Bank Indonesia intervened to defend the rupiah on Monday and again conducted auctions for cheaper foreign exchange swap contracts on Tuesday to reduce hedging costs.
The central bank will expand its swaps to not only US dollars, but also euro, yen and yuan daily to allow commercial banks to re-swap any contract they offer to corporate clients in those currencies, Bank Indonesia Governor Perry Wariyo told the news briefing.
The central bank is due to announce its benchmark interest rate on Wednesday. It has raised the rate by 100 basis points since mid-May to defend the rupiah, but is expected to hold, a Reuters poll showed.

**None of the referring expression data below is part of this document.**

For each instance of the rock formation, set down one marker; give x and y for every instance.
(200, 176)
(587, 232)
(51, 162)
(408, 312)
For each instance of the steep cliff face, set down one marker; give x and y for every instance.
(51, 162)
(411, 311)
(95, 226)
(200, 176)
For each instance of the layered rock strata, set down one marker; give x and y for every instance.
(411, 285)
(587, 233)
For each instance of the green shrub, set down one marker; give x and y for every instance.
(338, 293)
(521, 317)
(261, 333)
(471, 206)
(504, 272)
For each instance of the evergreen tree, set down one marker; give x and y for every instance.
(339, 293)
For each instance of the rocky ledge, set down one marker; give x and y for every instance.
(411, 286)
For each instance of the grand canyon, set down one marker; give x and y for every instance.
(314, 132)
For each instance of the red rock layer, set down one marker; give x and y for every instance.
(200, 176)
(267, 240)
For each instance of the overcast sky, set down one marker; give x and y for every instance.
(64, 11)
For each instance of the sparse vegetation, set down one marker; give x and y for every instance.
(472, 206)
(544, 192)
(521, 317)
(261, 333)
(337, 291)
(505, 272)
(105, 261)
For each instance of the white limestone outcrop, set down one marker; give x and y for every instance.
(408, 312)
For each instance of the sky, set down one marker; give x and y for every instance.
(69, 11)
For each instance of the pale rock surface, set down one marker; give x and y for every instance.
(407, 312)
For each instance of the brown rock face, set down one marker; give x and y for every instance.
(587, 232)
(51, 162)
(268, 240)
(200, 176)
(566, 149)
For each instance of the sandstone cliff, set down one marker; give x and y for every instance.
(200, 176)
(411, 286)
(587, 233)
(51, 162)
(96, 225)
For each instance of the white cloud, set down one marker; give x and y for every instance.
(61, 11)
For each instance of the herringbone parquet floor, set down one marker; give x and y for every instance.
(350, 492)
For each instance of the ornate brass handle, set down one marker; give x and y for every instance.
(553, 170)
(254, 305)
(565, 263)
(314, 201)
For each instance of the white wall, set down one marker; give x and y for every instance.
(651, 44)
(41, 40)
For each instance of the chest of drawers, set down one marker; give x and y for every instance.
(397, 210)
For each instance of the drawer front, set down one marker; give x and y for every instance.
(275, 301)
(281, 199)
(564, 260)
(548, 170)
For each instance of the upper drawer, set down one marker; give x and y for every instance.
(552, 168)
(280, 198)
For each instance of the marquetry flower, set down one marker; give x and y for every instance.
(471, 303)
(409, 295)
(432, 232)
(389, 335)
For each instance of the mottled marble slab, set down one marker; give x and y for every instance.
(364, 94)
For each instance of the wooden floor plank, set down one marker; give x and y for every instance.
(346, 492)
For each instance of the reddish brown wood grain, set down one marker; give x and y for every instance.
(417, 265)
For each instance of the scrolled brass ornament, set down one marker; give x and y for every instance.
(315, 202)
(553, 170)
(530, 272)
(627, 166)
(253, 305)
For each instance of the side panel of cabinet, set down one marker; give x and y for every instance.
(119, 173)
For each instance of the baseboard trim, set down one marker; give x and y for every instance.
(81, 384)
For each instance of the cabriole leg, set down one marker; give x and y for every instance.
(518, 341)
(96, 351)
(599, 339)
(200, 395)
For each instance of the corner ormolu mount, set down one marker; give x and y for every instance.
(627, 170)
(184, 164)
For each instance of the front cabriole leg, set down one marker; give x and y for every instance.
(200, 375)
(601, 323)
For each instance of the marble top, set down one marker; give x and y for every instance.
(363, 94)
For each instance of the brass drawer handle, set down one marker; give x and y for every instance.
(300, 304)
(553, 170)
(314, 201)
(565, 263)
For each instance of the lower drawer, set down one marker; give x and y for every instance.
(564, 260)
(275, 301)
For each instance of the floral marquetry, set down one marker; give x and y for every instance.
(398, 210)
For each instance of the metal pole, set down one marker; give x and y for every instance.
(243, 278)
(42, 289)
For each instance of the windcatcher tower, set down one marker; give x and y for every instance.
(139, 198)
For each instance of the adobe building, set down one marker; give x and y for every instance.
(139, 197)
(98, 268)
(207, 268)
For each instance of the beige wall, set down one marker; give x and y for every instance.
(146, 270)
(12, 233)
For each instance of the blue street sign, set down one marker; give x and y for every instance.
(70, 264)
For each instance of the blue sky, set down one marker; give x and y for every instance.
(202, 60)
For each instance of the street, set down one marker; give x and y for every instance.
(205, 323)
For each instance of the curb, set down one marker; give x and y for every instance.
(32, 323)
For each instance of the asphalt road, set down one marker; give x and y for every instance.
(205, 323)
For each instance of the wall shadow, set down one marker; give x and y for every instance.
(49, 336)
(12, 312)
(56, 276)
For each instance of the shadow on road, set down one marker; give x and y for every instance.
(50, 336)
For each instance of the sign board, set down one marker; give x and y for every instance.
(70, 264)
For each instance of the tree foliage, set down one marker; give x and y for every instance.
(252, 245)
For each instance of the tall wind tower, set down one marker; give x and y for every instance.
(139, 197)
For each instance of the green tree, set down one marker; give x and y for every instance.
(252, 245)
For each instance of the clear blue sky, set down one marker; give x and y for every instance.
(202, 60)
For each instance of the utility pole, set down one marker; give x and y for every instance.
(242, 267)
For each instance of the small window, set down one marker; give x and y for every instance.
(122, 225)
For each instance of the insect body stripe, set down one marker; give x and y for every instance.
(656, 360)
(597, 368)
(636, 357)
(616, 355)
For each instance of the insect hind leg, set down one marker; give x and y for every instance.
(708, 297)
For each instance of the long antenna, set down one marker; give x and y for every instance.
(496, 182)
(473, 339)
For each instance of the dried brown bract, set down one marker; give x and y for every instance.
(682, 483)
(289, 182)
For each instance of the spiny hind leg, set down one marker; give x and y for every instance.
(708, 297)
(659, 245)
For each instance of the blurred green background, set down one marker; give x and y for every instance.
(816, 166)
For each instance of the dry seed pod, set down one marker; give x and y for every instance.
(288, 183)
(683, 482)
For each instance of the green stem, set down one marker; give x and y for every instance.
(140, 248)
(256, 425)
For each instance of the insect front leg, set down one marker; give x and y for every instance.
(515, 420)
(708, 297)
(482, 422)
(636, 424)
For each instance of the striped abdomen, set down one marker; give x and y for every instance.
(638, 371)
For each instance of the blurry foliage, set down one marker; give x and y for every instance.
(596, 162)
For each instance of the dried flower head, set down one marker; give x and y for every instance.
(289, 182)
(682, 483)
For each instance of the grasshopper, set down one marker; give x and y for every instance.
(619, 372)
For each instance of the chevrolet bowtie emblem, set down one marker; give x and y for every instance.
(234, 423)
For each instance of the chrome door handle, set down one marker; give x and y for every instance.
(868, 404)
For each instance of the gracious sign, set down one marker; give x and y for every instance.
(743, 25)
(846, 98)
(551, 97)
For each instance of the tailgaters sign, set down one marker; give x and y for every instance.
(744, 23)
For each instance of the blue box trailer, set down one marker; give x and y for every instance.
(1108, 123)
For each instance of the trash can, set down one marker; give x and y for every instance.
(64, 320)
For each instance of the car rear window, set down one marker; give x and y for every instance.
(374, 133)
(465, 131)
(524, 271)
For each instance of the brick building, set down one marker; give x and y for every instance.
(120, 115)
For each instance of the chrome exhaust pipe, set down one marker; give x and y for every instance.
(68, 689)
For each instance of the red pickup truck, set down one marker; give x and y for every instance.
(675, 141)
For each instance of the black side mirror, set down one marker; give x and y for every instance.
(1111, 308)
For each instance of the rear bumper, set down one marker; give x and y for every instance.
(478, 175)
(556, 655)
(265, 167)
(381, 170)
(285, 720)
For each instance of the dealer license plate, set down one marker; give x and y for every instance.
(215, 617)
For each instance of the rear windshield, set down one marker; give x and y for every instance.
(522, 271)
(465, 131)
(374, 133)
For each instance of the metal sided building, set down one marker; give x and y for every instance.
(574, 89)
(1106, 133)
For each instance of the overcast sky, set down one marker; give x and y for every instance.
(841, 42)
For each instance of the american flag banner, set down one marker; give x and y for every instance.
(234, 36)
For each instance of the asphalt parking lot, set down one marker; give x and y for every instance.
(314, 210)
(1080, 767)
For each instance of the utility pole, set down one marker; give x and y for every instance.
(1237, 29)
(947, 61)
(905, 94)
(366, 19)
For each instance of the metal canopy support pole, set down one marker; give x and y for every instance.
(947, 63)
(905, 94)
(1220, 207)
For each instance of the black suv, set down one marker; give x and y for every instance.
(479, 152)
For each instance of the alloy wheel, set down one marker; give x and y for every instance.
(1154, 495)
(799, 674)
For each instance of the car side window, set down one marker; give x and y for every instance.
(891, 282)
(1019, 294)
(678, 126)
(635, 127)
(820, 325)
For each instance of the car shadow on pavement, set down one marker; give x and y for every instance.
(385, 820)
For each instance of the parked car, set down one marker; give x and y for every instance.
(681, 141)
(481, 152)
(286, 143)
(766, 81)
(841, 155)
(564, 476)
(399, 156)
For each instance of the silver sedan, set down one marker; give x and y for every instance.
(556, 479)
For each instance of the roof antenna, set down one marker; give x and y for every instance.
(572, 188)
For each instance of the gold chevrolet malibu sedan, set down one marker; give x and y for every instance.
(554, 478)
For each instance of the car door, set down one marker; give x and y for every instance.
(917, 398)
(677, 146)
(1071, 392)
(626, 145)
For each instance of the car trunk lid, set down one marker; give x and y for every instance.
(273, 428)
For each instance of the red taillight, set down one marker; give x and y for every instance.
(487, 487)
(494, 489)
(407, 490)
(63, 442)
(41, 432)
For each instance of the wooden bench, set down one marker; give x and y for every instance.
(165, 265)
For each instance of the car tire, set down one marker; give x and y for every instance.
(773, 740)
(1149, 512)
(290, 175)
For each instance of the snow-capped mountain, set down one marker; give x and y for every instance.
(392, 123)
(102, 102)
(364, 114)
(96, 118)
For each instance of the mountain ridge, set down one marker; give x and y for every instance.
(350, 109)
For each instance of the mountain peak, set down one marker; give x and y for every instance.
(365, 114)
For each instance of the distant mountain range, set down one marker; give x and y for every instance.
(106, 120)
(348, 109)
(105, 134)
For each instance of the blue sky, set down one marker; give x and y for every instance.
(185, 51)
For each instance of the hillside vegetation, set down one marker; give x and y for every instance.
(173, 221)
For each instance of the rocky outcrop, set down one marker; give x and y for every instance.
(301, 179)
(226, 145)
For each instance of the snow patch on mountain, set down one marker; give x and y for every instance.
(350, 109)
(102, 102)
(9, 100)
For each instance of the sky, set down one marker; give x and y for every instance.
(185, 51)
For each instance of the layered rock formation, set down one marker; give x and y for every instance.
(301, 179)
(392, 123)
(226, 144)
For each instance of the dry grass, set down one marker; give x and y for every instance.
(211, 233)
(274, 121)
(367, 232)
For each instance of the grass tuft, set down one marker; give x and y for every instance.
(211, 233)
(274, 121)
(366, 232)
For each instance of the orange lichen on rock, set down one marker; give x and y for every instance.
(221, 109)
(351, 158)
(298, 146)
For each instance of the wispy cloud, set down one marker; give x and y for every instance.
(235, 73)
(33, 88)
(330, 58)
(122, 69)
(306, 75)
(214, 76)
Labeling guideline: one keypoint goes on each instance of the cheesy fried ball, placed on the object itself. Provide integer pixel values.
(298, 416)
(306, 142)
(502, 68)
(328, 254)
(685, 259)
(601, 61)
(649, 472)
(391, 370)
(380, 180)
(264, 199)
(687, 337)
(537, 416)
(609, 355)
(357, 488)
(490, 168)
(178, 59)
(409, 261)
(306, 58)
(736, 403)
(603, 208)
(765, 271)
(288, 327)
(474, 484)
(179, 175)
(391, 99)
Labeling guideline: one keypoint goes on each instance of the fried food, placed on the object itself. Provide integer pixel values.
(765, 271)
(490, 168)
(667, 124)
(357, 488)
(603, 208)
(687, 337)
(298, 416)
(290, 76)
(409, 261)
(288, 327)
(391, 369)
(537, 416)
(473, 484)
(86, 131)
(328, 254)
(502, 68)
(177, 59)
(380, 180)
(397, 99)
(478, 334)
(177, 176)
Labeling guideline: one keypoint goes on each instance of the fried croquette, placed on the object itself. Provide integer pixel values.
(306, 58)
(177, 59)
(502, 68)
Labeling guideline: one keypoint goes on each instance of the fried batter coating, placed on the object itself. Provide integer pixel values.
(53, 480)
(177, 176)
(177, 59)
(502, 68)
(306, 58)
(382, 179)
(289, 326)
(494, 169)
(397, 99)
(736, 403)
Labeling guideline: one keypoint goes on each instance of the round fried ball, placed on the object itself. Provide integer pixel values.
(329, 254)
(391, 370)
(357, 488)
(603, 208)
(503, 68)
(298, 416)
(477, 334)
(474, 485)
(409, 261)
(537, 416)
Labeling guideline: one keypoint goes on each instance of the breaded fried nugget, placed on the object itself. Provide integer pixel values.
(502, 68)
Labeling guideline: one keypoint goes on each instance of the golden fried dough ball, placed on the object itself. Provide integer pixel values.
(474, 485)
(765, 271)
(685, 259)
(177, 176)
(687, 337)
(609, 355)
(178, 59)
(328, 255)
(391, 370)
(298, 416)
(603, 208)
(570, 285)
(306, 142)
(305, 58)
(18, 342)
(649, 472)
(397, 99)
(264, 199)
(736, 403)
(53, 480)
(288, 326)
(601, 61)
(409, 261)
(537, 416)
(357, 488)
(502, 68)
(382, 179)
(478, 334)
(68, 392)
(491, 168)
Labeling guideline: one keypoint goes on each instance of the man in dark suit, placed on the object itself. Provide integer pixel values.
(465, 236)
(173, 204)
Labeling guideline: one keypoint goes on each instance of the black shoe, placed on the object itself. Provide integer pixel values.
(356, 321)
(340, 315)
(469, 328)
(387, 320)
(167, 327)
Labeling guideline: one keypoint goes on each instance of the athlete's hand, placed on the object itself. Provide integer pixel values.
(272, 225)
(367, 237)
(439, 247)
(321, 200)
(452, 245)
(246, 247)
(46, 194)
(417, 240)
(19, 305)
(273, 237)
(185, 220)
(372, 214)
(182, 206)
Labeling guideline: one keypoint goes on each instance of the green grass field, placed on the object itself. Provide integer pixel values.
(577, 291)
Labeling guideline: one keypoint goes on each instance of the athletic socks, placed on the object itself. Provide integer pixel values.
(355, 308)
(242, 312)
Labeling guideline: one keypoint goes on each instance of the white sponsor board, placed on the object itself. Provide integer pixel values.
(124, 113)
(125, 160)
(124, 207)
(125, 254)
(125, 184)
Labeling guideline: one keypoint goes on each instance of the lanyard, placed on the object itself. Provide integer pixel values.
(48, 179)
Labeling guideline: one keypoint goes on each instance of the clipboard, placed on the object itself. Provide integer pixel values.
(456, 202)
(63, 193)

Most analysts forecast that Bank Indonesia would hold, but five who initially had penciled in a hold changed their views to expect a 25-basis point hike after the rupiah's fall.
The central bank has spent billions of dollars to defend the currency. Foreign exchange reserves had declined $13.7 billion from February through July, as the bank sought to stabilize the rupiah.
Analysts say running a current-account deficit is fine as long as a country attracts enough foreign direct investment. But Indonesia funds its gap with portfolio investment, since it does not receive enough FDI.
On Tuesday, the Investment Coordinating Board (BKPM) reported FDI into Indonesia contracted for the first time since at least 2011 in the second quarter from a year earlier.
BKPM chairman Thomas Lembong attributed the decline to project suspensions as investors remain cautious on the financial and political outlook. Indonesia will hold legislative and presidential elections in 2019.
The government previously announced a plan to widen the use of biodiesel starting September and delay some infrastructure projects to reduce imports.
Separately, Energy Ministry spokesman Agung Pribadi said the government is drafting a regulation to require oil contractors to sell crude output to state energy company Pertamina to help support the rupiah.
Contractors, such as Chevron and Exxon Mobil , currently split their crude output with the government and are allowed to export their share.